The number one difference is the massive cost of administration.  Rather than one easy system, billing in the US is a complete mess of different payers and go-betweens.  It's a ridiculous swamp where the billing staff has to deal with all these different companies, each with different policies and provisions.  Medical billing might actually be more complex than medical practice itself.

It's an absolutely terrible system but starting over means crossing the insurance lobby.  Not many politicians are going to do when there is no professional gain.

Likewise, we pay far more for drugs than other countries, which is just idiotic.  Again, doing something about that would require politicians going against the pharmaceutical industry.

The really important reason, though, the one that's actually killing people in the US, is the way our system influences people to put off healthcare.

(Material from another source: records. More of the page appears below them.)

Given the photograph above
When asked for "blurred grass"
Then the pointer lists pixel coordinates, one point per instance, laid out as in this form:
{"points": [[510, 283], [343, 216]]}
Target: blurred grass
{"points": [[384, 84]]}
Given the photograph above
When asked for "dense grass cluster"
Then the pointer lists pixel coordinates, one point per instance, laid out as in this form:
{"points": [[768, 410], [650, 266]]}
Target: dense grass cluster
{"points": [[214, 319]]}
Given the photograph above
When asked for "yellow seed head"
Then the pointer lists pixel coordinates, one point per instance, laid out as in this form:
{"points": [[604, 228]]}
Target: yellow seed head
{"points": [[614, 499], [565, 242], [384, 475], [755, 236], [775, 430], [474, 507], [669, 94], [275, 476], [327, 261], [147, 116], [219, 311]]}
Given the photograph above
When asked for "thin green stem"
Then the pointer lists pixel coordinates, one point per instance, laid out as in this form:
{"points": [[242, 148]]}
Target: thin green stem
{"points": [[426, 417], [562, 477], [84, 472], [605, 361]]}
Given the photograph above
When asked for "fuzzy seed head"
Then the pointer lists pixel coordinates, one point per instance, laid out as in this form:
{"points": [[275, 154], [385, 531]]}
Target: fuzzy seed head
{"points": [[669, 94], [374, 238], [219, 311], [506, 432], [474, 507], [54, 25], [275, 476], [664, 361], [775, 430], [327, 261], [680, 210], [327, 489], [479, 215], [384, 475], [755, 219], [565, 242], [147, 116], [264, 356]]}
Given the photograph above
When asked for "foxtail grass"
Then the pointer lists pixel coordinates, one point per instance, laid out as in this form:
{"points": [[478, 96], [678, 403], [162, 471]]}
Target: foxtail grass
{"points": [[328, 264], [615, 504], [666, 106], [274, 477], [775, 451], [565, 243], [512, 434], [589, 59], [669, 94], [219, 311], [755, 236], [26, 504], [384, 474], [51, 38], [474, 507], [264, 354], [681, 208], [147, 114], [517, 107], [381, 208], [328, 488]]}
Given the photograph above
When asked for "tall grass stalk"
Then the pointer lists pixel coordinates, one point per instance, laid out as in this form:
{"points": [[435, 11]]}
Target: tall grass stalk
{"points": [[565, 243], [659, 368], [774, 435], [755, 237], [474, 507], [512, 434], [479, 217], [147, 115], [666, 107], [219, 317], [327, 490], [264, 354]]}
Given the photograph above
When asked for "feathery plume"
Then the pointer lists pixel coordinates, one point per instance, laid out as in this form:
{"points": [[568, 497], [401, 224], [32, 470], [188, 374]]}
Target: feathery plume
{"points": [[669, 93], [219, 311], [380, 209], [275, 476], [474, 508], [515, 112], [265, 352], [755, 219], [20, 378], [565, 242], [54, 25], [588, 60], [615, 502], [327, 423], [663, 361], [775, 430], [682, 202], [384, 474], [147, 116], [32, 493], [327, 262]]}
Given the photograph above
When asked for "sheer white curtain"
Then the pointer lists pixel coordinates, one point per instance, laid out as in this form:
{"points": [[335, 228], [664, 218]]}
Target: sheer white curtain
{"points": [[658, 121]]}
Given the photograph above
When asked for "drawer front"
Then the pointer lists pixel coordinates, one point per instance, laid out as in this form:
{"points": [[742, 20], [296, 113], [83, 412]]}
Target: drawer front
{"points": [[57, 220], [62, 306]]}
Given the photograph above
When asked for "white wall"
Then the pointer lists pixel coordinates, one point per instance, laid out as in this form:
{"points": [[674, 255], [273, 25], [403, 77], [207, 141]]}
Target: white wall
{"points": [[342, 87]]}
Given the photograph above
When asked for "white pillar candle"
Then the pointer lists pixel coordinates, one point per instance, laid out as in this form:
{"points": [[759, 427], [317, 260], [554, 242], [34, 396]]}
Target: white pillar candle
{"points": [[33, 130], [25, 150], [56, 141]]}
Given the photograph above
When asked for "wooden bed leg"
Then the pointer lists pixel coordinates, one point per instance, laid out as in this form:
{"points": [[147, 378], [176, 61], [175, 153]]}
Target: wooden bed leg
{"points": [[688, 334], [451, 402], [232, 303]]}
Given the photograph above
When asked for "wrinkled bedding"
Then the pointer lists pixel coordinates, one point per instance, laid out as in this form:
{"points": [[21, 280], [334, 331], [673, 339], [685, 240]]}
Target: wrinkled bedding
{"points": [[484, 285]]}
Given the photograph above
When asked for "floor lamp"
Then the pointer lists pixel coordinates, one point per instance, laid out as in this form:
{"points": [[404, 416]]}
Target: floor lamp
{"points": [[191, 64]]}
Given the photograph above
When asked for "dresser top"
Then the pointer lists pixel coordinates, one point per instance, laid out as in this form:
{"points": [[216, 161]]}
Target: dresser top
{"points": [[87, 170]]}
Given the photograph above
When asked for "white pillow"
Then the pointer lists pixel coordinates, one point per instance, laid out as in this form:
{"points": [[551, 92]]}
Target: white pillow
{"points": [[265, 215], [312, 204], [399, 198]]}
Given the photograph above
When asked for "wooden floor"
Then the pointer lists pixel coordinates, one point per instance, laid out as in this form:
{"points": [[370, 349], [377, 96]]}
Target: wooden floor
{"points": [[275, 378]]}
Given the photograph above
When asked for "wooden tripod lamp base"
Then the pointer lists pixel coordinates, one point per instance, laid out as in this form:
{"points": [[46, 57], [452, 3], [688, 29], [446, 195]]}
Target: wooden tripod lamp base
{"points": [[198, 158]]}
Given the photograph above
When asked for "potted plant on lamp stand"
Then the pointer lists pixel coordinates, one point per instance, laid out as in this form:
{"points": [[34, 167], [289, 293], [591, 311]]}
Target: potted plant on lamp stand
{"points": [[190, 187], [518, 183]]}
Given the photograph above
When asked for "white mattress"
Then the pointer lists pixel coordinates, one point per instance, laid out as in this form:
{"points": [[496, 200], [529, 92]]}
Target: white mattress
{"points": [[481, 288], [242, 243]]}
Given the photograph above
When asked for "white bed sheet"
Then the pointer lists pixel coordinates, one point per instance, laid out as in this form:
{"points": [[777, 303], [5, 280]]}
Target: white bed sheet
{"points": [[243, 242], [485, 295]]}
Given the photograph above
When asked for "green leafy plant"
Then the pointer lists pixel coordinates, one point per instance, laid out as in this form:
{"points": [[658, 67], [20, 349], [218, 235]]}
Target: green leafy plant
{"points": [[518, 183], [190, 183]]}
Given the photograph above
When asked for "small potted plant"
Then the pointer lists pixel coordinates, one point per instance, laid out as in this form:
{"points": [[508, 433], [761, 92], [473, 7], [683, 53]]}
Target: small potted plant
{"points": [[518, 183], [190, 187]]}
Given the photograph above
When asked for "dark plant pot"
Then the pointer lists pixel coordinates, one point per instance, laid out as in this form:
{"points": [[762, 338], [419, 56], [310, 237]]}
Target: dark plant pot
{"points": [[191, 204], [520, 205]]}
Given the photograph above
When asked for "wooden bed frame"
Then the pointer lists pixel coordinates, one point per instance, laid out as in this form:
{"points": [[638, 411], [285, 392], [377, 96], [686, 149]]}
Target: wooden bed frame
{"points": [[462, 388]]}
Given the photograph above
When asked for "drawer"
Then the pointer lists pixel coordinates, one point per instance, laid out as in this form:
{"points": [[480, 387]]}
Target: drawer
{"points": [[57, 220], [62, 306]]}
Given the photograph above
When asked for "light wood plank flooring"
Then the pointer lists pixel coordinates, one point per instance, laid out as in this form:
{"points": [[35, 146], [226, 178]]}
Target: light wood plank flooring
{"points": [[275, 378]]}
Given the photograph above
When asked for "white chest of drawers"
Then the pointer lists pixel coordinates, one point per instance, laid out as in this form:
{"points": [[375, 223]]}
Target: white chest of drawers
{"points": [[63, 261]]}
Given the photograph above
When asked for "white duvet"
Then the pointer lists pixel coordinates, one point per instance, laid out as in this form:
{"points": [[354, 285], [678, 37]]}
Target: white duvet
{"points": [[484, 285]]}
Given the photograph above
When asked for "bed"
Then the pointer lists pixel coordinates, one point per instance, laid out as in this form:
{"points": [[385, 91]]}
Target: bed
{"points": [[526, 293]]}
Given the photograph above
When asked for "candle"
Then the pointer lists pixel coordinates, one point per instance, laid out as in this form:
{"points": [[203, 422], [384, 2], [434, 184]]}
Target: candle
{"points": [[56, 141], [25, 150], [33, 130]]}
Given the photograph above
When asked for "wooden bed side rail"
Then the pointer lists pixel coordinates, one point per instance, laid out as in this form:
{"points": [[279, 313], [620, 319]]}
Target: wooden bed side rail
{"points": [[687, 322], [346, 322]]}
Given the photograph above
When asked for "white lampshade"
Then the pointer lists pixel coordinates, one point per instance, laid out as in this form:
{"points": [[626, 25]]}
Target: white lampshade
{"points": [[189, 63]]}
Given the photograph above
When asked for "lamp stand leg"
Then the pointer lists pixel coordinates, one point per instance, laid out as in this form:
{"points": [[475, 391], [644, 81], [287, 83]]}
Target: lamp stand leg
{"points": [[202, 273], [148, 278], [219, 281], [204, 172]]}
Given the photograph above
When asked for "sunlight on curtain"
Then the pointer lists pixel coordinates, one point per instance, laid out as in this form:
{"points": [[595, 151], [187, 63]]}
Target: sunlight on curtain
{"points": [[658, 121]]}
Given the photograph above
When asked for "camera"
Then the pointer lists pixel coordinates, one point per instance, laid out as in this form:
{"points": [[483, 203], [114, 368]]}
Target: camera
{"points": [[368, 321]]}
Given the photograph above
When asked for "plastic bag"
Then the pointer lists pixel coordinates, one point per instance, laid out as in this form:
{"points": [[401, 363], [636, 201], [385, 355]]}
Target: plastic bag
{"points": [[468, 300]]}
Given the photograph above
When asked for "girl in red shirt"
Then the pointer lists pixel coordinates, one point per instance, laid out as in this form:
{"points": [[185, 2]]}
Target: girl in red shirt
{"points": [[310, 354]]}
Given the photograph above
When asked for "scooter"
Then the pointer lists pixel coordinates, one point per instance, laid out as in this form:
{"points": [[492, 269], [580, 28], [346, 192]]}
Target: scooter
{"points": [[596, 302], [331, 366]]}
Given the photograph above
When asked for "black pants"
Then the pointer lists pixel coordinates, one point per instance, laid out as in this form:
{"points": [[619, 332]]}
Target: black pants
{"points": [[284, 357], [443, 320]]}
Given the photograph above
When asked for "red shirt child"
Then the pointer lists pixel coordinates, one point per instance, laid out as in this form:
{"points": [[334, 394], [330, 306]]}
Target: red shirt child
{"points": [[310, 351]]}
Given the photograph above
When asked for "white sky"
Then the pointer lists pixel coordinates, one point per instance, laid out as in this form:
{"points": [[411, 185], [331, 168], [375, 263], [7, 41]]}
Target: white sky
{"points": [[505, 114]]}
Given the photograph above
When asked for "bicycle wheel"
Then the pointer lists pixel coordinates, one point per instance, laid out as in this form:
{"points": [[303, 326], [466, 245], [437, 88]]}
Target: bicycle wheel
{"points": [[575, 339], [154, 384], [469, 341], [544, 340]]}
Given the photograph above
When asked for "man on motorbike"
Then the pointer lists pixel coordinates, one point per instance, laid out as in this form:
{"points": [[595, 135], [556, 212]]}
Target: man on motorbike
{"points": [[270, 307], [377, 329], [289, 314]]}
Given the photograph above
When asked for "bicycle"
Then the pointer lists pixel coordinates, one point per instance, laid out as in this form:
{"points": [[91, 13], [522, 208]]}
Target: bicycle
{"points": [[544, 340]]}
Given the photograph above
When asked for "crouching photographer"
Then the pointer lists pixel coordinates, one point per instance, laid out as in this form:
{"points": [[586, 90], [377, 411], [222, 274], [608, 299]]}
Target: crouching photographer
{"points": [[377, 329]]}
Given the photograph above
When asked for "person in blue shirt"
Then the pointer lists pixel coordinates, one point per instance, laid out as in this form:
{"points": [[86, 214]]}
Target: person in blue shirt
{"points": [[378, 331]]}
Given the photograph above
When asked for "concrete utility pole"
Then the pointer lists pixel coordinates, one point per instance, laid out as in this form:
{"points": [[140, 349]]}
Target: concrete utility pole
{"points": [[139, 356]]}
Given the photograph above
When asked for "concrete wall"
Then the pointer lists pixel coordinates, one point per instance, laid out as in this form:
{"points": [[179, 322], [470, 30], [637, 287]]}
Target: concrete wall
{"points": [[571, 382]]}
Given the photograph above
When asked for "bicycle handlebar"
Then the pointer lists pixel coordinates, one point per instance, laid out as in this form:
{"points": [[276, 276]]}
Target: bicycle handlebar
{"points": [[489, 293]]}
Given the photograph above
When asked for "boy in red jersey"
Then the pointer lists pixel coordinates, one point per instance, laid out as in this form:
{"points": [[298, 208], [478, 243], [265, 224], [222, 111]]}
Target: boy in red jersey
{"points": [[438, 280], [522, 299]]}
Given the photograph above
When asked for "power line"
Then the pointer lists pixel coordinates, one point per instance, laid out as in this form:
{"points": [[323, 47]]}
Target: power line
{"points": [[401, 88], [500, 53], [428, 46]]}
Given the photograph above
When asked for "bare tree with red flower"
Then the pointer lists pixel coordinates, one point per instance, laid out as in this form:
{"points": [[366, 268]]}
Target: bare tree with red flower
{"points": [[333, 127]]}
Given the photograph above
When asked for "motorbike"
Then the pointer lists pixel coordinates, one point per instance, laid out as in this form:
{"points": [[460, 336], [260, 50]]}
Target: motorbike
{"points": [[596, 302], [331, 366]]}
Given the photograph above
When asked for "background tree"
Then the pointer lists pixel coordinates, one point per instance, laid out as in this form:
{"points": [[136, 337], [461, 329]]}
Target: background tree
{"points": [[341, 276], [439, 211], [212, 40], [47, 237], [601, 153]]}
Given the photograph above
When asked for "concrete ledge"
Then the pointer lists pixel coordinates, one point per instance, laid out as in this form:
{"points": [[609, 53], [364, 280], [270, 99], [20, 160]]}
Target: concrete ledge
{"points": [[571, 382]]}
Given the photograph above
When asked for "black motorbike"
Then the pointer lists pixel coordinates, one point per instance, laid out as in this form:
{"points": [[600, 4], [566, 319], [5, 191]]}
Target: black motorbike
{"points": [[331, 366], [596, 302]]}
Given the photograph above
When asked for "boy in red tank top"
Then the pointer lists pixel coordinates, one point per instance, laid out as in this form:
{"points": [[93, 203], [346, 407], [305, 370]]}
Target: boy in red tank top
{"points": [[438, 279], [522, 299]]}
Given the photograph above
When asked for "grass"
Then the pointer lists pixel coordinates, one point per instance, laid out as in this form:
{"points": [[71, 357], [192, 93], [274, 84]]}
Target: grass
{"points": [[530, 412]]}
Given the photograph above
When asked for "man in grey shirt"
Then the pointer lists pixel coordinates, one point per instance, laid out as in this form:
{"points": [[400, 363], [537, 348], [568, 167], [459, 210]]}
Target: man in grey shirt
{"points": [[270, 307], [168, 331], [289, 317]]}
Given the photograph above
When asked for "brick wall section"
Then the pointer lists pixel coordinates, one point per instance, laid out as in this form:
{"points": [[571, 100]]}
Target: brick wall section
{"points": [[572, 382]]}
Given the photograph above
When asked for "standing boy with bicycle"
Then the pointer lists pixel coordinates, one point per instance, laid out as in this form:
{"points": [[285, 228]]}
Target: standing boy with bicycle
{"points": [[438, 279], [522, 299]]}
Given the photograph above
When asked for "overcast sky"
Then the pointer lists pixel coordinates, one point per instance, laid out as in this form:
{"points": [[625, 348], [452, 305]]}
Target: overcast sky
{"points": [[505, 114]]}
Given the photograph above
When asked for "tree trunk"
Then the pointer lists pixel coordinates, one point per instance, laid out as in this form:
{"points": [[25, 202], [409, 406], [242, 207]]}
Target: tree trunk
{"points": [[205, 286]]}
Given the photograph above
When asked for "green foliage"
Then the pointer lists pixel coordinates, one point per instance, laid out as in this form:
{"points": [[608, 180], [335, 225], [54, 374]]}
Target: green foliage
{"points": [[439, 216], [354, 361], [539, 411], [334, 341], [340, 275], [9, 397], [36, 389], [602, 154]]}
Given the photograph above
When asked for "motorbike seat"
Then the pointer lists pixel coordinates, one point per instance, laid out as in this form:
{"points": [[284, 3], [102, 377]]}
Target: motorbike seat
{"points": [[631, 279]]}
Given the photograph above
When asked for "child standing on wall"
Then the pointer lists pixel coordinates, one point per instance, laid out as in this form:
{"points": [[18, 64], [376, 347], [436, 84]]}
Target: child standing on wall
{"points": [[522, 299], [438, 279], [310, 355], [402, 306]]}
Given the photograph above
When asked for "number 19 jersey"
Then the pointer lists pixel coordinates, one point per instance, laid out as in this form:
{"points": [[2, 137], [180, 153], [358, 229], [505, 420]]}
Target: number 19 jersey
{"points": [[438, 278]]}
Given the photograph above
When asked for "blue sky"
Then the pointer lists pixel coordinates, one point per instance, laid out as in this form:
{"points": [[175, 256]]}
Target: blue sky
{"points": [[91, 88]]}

This is the way one of my professors, a practicing surgeon, explained it:  in some other countries, when Person A feels unwell, they visit the doctor.  The doctor might find a lump, order a biopsy, then perform an excision.  With post op visits and treatment, the total cost will be the equivalent of a few thousand dollars.  In the United States, when Person B feels unwell, they ignore it.  They "can't afford to be sick."  They put it off until they can no longer work.  When they finally do visit the doctor, or even the ER, that lump is no longer just a lump; it's metastasized to other parts of the body.  A simple excision turns into an extended hospital stay, batteries of tests, drug treatments, radiation treatments, surgeries--nevermind that it still might not be enough to save the person's life, suddenly that "few thousand dollars" in the first scenario becomes hundreds of thousands of dollars, if not more.  Drug costs alone for a cancer patient are about $10,000 a month.  Why is all that meaningful (besides people dying)?  Because you can almost count on a large portion of that not being covered by insurance.  That means the medical industry eats a good chunk of medical fees, which in turn leads to the cost of healthcare rising to combat that deficit.

When I say our system is fucked, I mean it.  It needs to be scrapped completely.